Na Suécia, por exemplo, 6,3% dos nascimentos foram prematuros em 2005, em comparação com 12,4% nos Estados Unidos.
A mortalidade infantil também foi notavelmente diferente: para cada mil nascimentos nos Estados Unidos, 6,9 crianças morreram antes de completar um ano, em comparação com 2,4 na Suécia.
Vinte e nove outros países também tiveram índices de mortalidade inferiores.
Se os Estados Unidos conseguissem atingir a mesma quantidade de partos prematuros que a Suécia, segundo o relatório, "quase oito mil mortes infantis seriam evitadas por ano e o índice de mortalidade infantil nos Estados Unidos seria um terço menor".
Dr. Alan R. Fleischman, diretor médico do grupo March of Dimes, disse que o novo relatório é "uma denúncia do sistema de saúde dos Estados Unidos" e do trabalho ruim que é feito no cuidado com mulheres e crianças.

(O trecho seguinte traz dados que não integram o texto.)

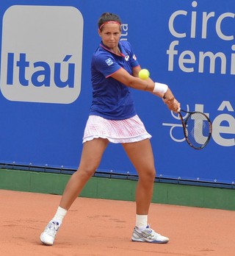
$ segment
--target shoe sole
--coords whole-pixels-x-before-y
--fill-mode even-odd
[[[147,240],[134,240],[131,239],[132,242],[140,242],[140,243],[167,243],[169,241],[149,241]]]
[[[46,245],[46,246],[52,246],[52,245],[54,244],[54,243],[48,243],[44,242],[44,241],[43,241],[43,239],[42,239],[42,235],[43,235],[43,233],[42,233],[41,235],[40,236],[40,241],[41,241],[44,245]]]

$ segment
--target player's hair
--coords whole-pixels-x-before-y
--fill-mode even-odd
[[[104,25],[104,24],[109,23],[109,21],[119,24],[120,27],[122,24],[119,16],[116,14],[111,13],[104,13],[101,14],[101,17],[98,21],[98,26],[99,29],[102,31],[103,26]]]

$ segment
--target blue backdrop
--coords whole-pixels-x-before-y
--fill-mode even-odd
[[[234,184],[234,0],[2,0],[0,162],[77,168],[97,21],[108,11],[151,78],[213,122],[209,144],[194,150],[160,99],[133,90],[157,177]],[[136,174],[120,145],[109,146],[99,170]]]

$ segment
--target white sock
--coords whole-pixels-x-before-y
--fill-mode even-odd
[[[60,226],[62,224],[62,221],[65,216],[68,210],[65,209],[63,209],[60,206],[59,206],[57,211],[55,214],[55,216],[53,217],[52,221],[56,221],[59,222],[59,225]]]
[[[136,215],[136,227],[139,229],[145,229],[148,226],[148,215]]]

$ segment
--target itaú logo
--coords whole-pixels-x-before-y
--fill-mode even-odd
[[[12,6],[2,35],[0,87],[6,99],[70,104],[78,98],[83,18],[77,9]]]

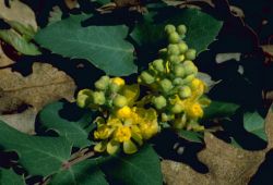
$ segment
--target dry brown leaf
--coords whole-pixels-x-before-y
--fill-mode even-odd
[[[78,0],[64,0],[64,3],[67,4],[67,7],[71,10],[74,8],[78,8],[79,3]]]
[[[0,120],[23,133],[35,134],[36,114],[37,111],[29,108],[21,113],[0,115]]]
[[[273,45],[263,45],[261,47],[262,47],[263,52],[265,52],[270,57],[273,57]]]
[[[2,47],[0,45],[0,67],[7,66],[13,63],[14,62],[4,54]]]
[[[162,171],[168,185],[247,185],[251,176],[273,148],[273,110],[266,121],[268,148],[248,151],[235,148],[212,134],[205,134],[206,148],[198,153],[200,161],[209,168],[209,173],[201,174],[183,163],[164,160]]]
[[[16,21],[23,25],[31,25],[37,30],[36,17],[33,10],[19,0],[9,1],[10,8],[5,7],[4,0],[0,0],[0,17],[8,21]]]
[[[50,64],[34,63],[33,73],[26,77],[11,69],[0,70],[0,112],[16,111],[22,104],[39,110],[61,98],[73,100],[73,79]]]

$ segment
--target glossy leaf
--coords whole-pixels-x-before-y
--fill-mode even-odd
[[[122,76],[135,73],[134,49],[124,40],[128,27],[124,25],[83,27],[81,23],[87,17],[85,14],[71,15],[38,32],[35,40],[63,57],[86,59],[109,75]]]
[[[63,137],[23,134],[0,121],[0,146],[16,151],[19,162],[32,175],[47,176],[57,172],[70,158],[71,146]]]

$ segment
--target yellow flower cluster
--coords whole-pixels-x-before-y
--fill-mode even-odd
[[[138,84],[102,76],[94,84],[95,90],[78,94],[79,107],[102,113],[95,121],[95,151],[112,155],[122,148],[126,153],[134,153],[161,131],[158,123],[168,123],[175,130],[204,130],[198,121],[210,100],[203,96],[206,86],[197,77],[198,67],[192,62],[195,50],[182,40],[186,26],[167,25],[165,30],[169,45],[141,73]],[[141,99],[139,85],[149,87]]]
[[[115,153],[122,146],[126,153],[134,153],[143,140],[150,139],[159,131],[154,109],[130,108],[124,106],[115,111],[106,121],[97,120],[95,139],[99,141],[95,151]]]

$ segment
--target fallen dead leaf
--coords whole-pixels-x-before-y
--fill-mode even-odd
[[[10,67],[3,69],[0,78],[0,113],[16,111],[22,104],[29,104],[38,111],[61,98],[73,100],[73,79],[50,64],[34,63],[33,73],[26,77]]]
[[[263,45],[261,47],[264,53],[273,58],[273,45]]]
[[[64,3],[67,4],[67,7],[71,10],[74,8],[78,8],[79,3],[78,0],[64,0]]]
[[[34,108],[29,108],[21,113],[0,115],[0,120],[23,133],[35,134],[34,123],[36,114],[37,111]]]
[[[7,66],[13,63],[14,62],[4,54],[2,47],[0,45],[0,67]]]
[[[0,0],[0,17],[8,21],[16,21],[23,25],[31,25],[37,30],[36,17],[33,10],[19,0],[9,1],[7,7],[4,0]]]
[[[212,134],[205,134],[205,149],[198,153],[201,162],[206,164],[209,173],[201,174],[180,162],[164,160],[162,171],[168,185],[246,185],[273,148],[273,107],[265,121],[269,138],[266,149],[248,151],[235,148]]]

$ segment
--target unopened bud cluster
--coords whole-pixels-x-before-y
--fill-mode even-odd
[[[122,147],[126,153],[133,153],[161,131],[158,123],[168,123],[174,130],[204,130],[198,121],[210,100],[203,97],[205,84],[197,77],[198,67],[192,62],[197,51],[183,41],[185,25],[167,25],[165,32],[168,46],[140,74],[138,84],[102,76],[94,90],[78,94],[79,107],[102,112],[95,120],[95,151],[115,153]],[[149,88],[141,99],[139,85]]]
[[[205,84],[197,77],[197,51],[183,40],[185,25],[167,25],[165,32],[169,45],[141,73],[139,83],[151,88],[150,101],[161,114],[161,122],[168,122],[176,130],[203,131],[198,120],[210,100],[203,97]]]

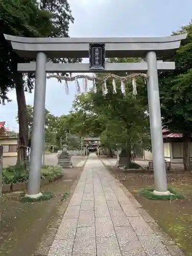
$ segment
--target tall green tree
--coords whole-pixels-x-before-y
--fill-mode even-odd
[[[191,169],[190,142],[192,132],[192,23],[173,35],[187,33],[175,56],[164,60],[175,61],[173,72],[159,74],[161,114],[163,125],[183,137],[185,170]]]
[[[31,137],[33,129],[33,108],[31,105],[27,105],[27,111],[28,116],[29,137]],[[46,143],[54,144],[56,143],[56,135],[58,117],[52,114],[47,109],[45,115],[45,136]],[[18,123],[18,113],[16,116],[16,121]]]
[[[0,96],[3,103],[9,100],[7,93],[15,89],[18,105],[19,143],[17,163],[23,164],[28,145],[28,115],[25,91],[30,91],[32,76],[23,79],[17,72],[17,63],[28,60],[19,57],[5,40],[3,34],[39,37],[51,35],[54,30],[49,12],[41,10],[35,0],[4,0],[0,2]]]
[[[69,24],[73,22],[74,18],[67,0],[4,0],[0,2],[0,97],[5,103],[9,100],[7,92],[15,88],[19,126],[17,162],[22,163],[26,156],[25,147],[28,144],[25,91],[30,92],[33,89],[34,74],[25,74],[23,77],[17,72],[18,62],[29,60],[18,57],[10,49],[3,34],[26,37],[68,37]],[[79,60],[53,60],[75,62]]]

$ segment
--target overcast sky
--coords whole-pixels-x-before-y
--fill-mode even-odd
[[[70,36],[75,37],[142,37],[169,35],[192,18],[191,0],[68,0],[75,18]],[[75,94],[75,86],[70,84],[66,95],[62,84],[56,79],[47,83],[46,106],[55,115],[67,114]],[[12,130],[18,129],[16,95],[12,100],[0,105],[0,121]],[[27,104],[33,104],[33,93],[26,94]]]

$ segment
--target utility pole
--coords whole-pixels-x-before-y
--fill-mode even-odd
[[[43,145],[43,152],[42,152],[42,164],[45,165],[45,121],[44,124],[44,145]]]
[[[82,154],[82,137],[81,136],[81,156],[83,156]]]
[[[0,145],[0,221],[2,220],[2,176],[3,176],[3,146]]]
[[[62,136],[60,136],[59,140],[60,140],[60,150],[62,151]]]

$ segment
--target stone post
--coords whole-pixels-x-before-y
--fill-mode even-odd
[[[47,61],[46,54],[38,52],[36,62],[29,183],[26,195],[26,197],[32,198],[38,198],[42,195],[40,193],[40,185],[46,94]]]
[[[156,54],[149,52],[146,56],[148,65],[147,93],[150,118],[151,137],[154,169],[155,190],[156,195],[169,195],[164,156],[161,115],[157,67]]]

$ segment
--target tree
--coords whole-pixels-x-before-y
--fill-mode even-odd
[[[19,58],[10,48],[3,34],[26,37],[68,37],[69,25],[73,22],[67,0],[4,0],[0,3],[1,22],[0,42],[0,97],[2,102],[9,101],[7,93],[15,88],[18,110],[19,147],[17,162],[25,160],[25,147],[28,144],[28,116],[25,90],[33,88],[34,74],[17,72],[18,62],[29,62]],[[58,59],[55,62],[75,62],[80,59]]]
[[[31,137],[33,128],[33,108],[31,105],[27,105],[27,111],[28,116],[29,137]],[[56,125],[58,117],[52,115],[47,109],[45,115],[45,142],[48,144],[55,144],[56,142]],[[16,120],[18,123],[18,113]]]
[[[25,90],[30,91],[34,81],[29,75],[24,80],[17,71],[17,63],[28,60],[20,58],[5,40],[3,33],[19,36],[38,37],[50,35],[54,30],[50,12],[41,10],[35,0],[4,0],[0,3],[0,96],[3,103],[9,100],[7,93],[15,88],[19,123],[17,163],[24,164],[28,145],[28,126]]]
[[[183,134],[184,169],[191,168],[190,142],[192,131],[192,22],[173,33],[187,33],[175,56],[165,61],[175,61],[173,72],[159,75],[163,124],[172,132]]]

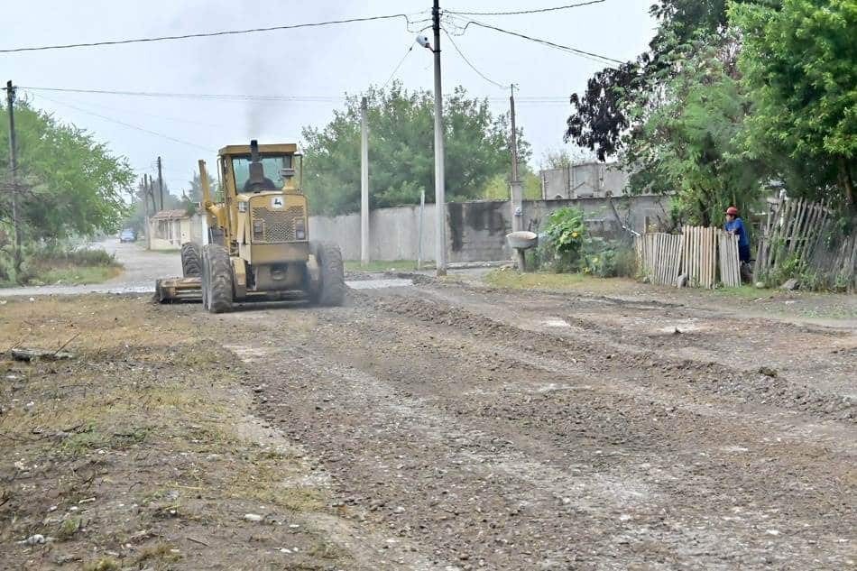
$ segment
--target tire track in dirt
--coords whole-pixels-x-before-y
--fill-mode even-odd
[[[576,351],[546,362],[530,348],[499,357],[508,332],[496,324],[398,309],[358,299],[318,314],[301,345],[261,364],[263,407],[328,466],[355,517],[417,541],[438,565],[846,563],[848,528],[825,514],[853,522],[843,511],[850,465],[817,438],[777,442],[751,417],[702,417],[709,404],[693,404],[696,393],[665,412],[669,401],[615,386],[629,375],[619,360]],[[571,384],[558,384],[558,370]],[[622,495],[626,484],[639,502]]]

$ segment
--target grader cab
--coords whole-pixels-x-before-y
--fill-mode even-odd
[[[159,280],[159,299],[201,299],[212,313],[254,300],[342,305],[342,254],[336,245],[309,240],[301,166],[293,143],[224,147],[217,158],[222,196],[215,202],[199,161],[207,244],[182,244],[184,275]]]

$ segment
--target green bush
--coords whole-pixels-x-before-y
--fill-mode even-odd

A mortalidade infantil é usada para medir a qualidade da saúde de um país e índices altos como o dos Estados Unidos há muito alarmam as autoridades.
A maioria dos países europeus, Austrália, Canadá, Hong Kong, Israel, Japão, Nova Zelândia e Cingapura tem taxas de mortalidade infantil inferiores a dos Estados Unidos.

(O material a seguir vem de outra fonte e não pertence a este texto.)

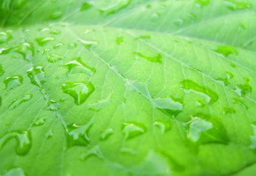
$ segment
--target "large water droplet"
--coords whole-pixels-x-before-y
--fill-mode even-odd
[[[21,168],[15,168],[8,170],[3,176],[26,176],[26,175]]]
[[[123,123],[122,129],[125,140],[135,138],[146,132],[146,127],[138,123]]]
[[[45,38],[40,37],[40,38],[36,38],[35,39],[36,43],[38,44],[38,45],[41,47],[46,45],[49,42],[53,41],[54,40],[55,38],[53,37],[45,37]]]
[[[66,83],[62,85],[62,90],[72,97],[77,105],[80,105],[85,102],[94,91],[94,86],[90,82]]]
[[[26,94],[22,97],[21,97],[20,98],[15,99],[13,102],[11,104],[11,105],[10,105],[10,109],[15,109],[22,102],[25,102],[31,99],[32,99],[32,97],[33,97],[32,94]]]
[[[225,57],[228,57],[230,54],[238,54],[236,48],[228,45],[220,45],[215,51]]]
[[[228,138],[221,122],[216,117],[198,114],[189,122],[187,137],[195,143],[227,144]]]
[[[31,147],[31,139],[30,132],[23,131],[22,132],[12,132],[5,134],[0,139],[0,150],[12,138],[15,138],[17,142],[16,152],[18,155],[26,155]]]
[[[47,61],[51,63],[55,63],[60,60],[62,60],[64,59],[63,56],[59,56],[57,54],[52,54],[47,57]]]
[[[65,66],[68,67],[69,73],[85,73],[92,76],[96,72],[96,69],[92,68],[82,61],[81,58],[77,58],[75,60],[67,63]]]
[[[219,96],[215,92],[209,88],[200,86],[191,80],[183,80],[180,82],[180,84],[184,89],[188,91],[188,93],[192,92],[202,95],[210,104],[216,102],[219,99]]]
[[[17,86],[22,84],[23,77],[21,76],[13,76],[12,77],[7,77],[4,81],[6,88],[7,90],[12,90]]]
[[[92,118],[84,125],[73,124],[68,125],[67,128],[67,146],[70,147],[75,145],[87,145],[90,142],[88,132],[90,127],[93,124],[93,119]]]
[[[45,74],[43,67],[33,67],[27,71],[27,74],[30,78],[32,84],[40,88],[43,86],[44,83],[45,82]]]
[[[149,61],[154,62],[154,63],[162,63],[162,55],[160,54],[157,54],[155,56],[148,56],[144,55],[140,52],[133,52],[135,54],[135,58],[136,59],[146,59]]]
[[[100,140],[106,140],[110,137],[114,132],[111,128],[108,128],[103,131],[100,134]]]
[[[34,56],[34,47],[29,43],[24,43],[15,47],[15,51],[20,53],[23,59],[31,61]]]
[[[152,99],[152,102],[154,108],[160,109],[168,114],[177,115],[183,109],[182,103],[171,98],[157,98]]]
[[[158,128],[162,133],[166,132],[170,129],[170,122],[163,120],[157,120],[154,122],[153,126]]]
[[[9,33],[0,32],[0,44],[5,43],[12,38]]]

Bebês prematuros nos Estados Unidos são mais capazes de sobreviver do que em outros países. Ainda assim, eles estão mais propensos à morte o que aqueles que passaram por uma gestação completa.
O alto número de partos prematuros nos Estados Unidos - mais de 540 mil por ano - eleva o índice de mortalidade infantil no país.